Piace ricordare che il primo spettacolo che attirò l’attenzione della critica teatrale, dapprima tedesca e poi italiana fu, nel 1981, La morte di Empedocle, di Friedrich Hölderlin (1797) nella traduzione proprio di Cesare Lievi che la stampò, in due revisioni a brevissima distanza l’una dall’altra, presso l’editore Tosadori di Riva del Garda (Trento). Progetto che permise ai fratelli Lievi di essere invitati alla Biennale di Teatrale di Venezia, con una elaborazione del framento di Georg Trakl dedicato a Barbablù. Queste carte ci mostrano geometrie che si dissolvono sotto i delicati colori acquerellati. Non abbiamo il percorso di scenografo di successo per il teatro d’opera che parallelalemente si conferma assieme alle solide regie del fratello Cesare, per Milano, Vienna, Zurigo, Amburgo. La sua resa figurativa era caratterizzata tra fantasia e realismo dell’inconscio e del simbolismo onirico. Ci addentriamo nel percorso del libro e si percepisce che qualcosa nei disegni di Daniele muta: entra il colore nero, a macchia, o a schizzo, che rompe la geometria entro la quale i suoi disegni erano costruiti. L’esperienza teatrale a Gibellina per le Orestiadi con il progetto grafico per Empedocle (1986-1987) esprimono la rottura di queste geometrie.

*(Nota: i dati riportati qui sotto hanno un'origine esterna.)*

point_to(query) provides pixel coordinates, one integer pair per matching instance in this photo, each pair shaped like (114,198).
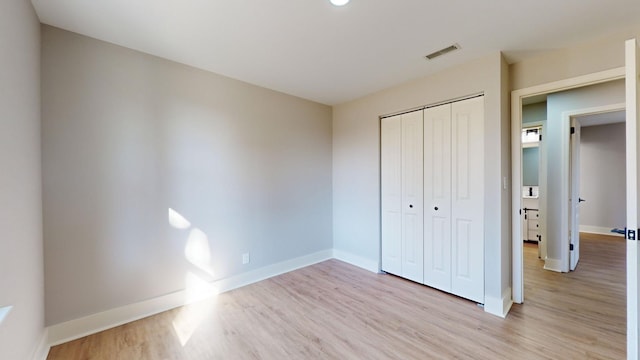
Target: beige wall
(604,53)
(126,136)
(356,170)
(21,274)
(602,176)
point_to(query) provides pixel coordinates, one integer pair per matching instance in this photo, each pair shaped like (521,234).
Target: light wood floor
(336,311)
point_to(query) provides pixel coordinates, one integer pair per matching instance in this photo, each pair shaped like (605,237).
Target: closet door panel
(437,197)
(412,196)
(391,187)
(468,198)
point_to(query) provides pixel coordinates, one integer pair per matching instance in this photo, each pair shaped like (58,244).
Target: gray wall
(21,273)
(126,136)
(602,176)
(530,166)
(534,112)
(557,103)
(356,166)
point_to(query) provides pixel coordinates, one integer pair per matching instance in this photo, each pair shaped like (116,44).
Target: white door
(574,195)
(391,187)
(632,153)
(412,196)
(437,197)
(467,190)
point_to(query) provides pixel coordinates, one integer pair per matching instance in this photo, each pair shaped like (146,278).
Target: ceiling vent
(441,52)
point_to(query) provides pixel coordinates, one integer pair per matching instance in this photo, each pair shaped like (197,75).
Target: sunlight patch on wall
(197,251)
(201,296)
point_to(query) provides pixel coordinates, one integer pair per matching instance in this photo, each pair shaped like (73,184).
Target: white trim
(598,230)
(77,328)
(516,159)
(632,134)
(553,265)
(356,260)
(499,307)
(42,350)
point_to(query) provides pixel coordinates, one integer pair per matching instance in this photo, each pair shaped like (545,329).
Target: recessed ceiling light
(339,2)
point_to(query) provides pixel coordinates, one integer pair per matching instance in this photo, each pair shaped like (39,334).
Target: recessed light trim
(339,2)
(443,51)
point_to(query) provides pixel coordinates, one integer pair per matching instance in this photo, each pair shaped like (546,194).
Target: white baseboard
(598,230)
(553,265)
(42,350)
(499,307)
(75,329)
(356,260)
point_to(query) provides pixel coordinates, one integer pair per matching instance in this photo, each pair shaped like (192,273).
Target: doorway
(517,101)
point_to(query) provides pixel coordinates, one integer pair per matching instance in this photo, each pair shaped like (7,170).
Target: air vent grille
(441,52)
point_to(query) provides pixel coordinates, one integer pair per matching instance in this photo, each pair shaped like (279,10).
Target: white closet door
(391,186)
(437,197)
(412,196)
(467,182)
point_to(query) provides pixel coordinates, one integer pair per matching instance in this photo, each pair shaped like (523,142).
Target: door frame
(565,225)
(516,159)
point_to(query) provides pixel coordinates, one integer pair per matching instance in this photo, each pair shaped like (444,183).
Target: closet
(432,187)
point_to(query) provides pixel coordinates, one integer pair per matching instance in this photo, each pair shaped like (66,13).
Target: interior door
(437,197)
(632,154)
(391,193)
(412,197)
(574,193)
(467,190)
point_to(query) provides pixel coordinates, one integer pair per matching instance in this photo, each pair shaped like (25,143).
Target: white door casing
(391,197)
(574,199)
(632,166)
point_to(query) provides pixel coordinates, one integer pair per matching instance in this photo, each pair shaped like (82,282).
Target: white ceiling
(314,50)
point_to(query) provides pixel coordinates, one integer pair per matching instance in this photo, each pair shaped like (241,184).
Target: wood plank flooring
(333,310)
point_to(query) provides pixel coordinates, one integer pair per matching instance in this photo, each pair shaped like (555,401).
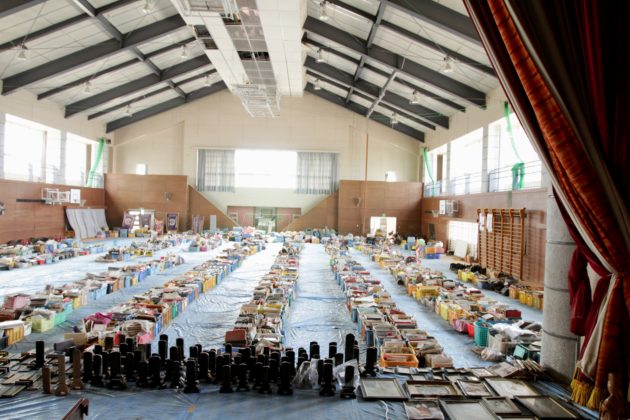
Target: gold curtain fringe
(581,392)
(597,397)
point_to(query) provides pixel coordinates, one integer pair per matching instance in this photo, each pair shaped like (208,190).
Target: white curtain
(215,170)
(86,223)
(317,173)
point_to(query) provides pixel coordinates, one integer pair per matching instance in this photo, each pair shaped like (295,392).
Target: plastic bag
(339,372)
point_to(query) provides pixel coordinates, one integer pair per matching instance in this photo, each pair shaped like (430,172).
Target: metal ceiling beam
(148,95)
(438,15)
(375,24)
(459,57)
(112,69)
(376,70)
(361,110)
(92,53)
(396,62)
(338,85)
(136,85)
(64,24)
(165,106)
(8,7)
(382,94)
(376,91)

Irrompe i nero e il tratto libero, le macchie si allargano, il rosso lacera, un diario personale non è solo fatto di parole scritte: le carte segrete, fatte di disegni, raccontano e ci parlano di un percorso di vita, uno spiare ed un assistere all’inesorabile succedersi degli accadimenti della vita. Quella di Daniele si concluderà, dopo una lunga malattia, nel 1990.